Diálogos interceptados pela Polícia Federal (PF) expõem que o prefeito de Palmas (TO), Eduardo Siqueira Campos (Podemos), teve acesso privilegiado a informações sigilosas do Superior Tribunal de Justiça (STJ) e repassou dados a investigados, incluindo aliados políticos e até parentes do governador do estado.
As conversas mostram que Siqueira antecipou detalhes sobre operações da PF que miravam o governador Wanderlei Barbosa (Republicanos), além de juízes do Tocantins e outros envolvidos em um esquema de corrupção.
Em um dos áudios obtidos pela PF, o prefeito afirma ter uma “fonte dentro do STJ”, que seria supostamente paga para repassar informações confidenciais. Ele chega a alertar sobre os impactos da investigação, afirmando:
“Aqui vão dançar dois juízes e pelo menos três advogados.”
Obstrução de Justiça e vazamento de operações
Os diálogos foram anexados ao mega inquérito que investiga um esquema de venda de sentenças judiciais, espionagem e corrupção no Tocantins, sob relatoria do ministro Cristiano Zanin, no Supremo Tribunal Federal (STF).
As interceptações revelam que Siqueira antecipou a deflagração de uma operação da PF e alertou Thiago Marcos Barbosa, sobrinho do governador — hoje preso —, sobre a gravidade das acusações:
“A Procuradoria falou no seu processo e você não está mais apenas como parte. Você figura como um polo da investigação.”
Segundo a PF, os vazamentos prejudicaram diretamente o sucesso das operações e configuram tentativa clara de obstrução de Justiça.

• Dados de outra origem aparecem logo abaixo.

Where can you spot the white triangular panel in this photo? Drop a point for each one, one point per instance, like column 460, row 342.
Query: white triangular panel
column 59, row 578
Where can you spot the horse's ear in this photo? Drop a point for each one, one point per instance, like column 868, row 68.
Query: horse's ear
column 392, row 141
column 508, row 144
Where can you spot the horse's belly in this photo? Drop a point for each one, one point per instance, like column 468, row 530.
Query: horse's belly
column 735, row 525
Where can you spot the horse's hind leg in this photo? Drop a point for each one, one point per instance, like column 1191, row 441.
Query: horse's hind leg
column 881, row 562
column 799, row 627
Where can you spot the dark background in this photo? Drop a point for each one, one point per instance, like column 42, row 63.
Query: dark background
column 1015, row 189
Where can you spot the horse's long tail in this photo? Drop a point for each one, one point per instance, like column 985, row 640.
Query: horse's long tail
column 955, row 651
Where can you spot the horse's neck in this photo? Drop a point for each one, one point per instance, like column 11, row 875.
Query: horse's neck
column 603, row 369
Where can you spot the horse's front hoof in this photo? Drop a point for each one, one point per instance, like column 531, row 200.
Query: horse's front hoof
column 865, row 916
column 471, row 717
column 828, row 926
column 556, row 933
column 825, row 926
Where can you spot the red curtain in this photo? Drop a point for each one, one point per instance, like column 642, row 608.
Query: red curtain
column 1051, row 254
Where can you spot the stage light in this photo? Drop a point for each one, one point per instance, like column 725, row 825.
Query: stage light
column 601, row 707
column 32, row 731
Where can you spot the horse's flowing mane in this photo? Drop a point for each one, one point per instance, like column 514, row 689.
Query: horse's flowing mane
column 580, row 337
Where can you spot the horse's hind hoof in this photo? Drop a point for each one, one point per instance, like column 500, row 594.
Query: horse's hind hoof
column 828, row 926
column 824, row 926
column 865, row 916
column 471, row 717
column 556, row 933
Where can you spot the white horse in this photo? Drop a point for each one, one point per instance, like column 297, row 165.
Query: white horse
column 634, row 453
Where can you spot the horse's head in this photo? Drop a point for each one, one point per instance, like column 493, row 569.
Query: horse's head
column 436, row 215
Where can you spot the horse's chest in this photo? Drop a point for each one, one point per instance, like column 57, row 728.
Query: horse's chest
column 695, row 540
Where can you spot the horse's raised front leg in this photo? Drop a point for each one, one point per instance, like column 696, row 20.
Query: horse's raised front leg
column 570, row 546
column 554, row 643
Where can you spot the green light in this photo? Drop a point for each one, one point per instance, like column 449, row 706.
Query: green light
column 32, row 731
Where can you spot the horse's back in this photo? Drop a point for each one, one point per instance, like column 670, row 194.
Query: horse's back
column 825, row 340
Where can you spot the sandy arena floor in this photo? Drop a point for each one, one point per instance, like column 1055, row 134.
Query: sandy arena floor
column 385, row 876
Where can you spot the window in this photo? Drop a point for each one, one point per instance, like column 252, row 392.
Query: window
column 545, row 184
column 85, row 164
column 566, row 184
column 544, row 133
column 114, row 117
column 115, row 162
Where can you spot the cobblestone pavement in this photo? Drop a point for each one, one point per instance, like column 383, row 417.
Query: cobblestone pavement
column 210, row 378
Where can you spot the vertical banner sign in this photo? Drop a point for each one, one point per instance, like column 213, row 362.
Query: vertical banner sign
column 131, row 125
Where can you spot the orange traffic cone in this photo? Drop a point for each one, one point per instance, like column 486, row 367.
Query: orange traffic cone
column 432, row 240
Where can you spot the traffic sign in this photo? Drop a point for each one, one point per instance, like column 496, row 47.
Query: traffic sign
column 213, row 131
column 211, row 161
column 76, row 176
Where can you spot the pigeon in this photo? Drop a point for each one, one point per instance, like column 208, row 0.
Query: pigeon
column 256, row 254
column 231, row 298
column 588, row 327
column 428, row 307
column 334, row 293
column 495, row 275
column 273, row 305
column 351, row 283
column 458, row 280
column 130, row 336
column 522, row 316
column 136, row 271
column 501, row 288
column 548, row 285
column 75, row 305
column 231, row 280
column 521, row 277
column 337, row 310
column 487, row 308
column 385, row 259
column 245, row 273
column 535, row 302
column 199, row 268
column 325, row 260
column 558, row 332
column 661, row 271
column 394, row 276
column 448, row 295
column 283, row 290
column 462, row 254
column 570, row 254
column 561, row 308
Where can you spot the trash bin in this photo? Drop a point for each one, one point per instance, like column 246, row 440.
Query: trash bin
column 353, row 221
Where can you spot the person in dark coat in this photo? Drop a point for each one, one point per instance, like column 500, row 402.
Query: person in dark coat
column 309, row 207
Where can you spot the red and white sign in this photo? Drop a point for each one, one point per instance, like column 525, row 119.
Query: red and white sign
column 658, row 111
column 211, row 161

PF pediu prisão, mas STF autorizou só buscas
Diante das provas, a Polícia Federal chegou a pedir a prisão e o afastamento imediato do prefeito Eduardo Siqueira Campos, mas o ministro Zanin autorizou, por ora, apenas mandados de busca e apreensão na residência e no gabinete do prefeito.
A nova etapa da investigação, batizada como 9ª fase da Operação Sisamnes, foi deflagrada na última sexta-feira (30/5) e mira o aprofundamento das apurações sobre a comercialização ilegal de informações confidenciais e proteção a investigados.
Em Palmas, além do prefeito, outro investigado foi proibido de manter contato com os demais e teve o passaporte retido. Em Brasília, as diligências alcançaram um advogado que já estava sob medidas cautelares.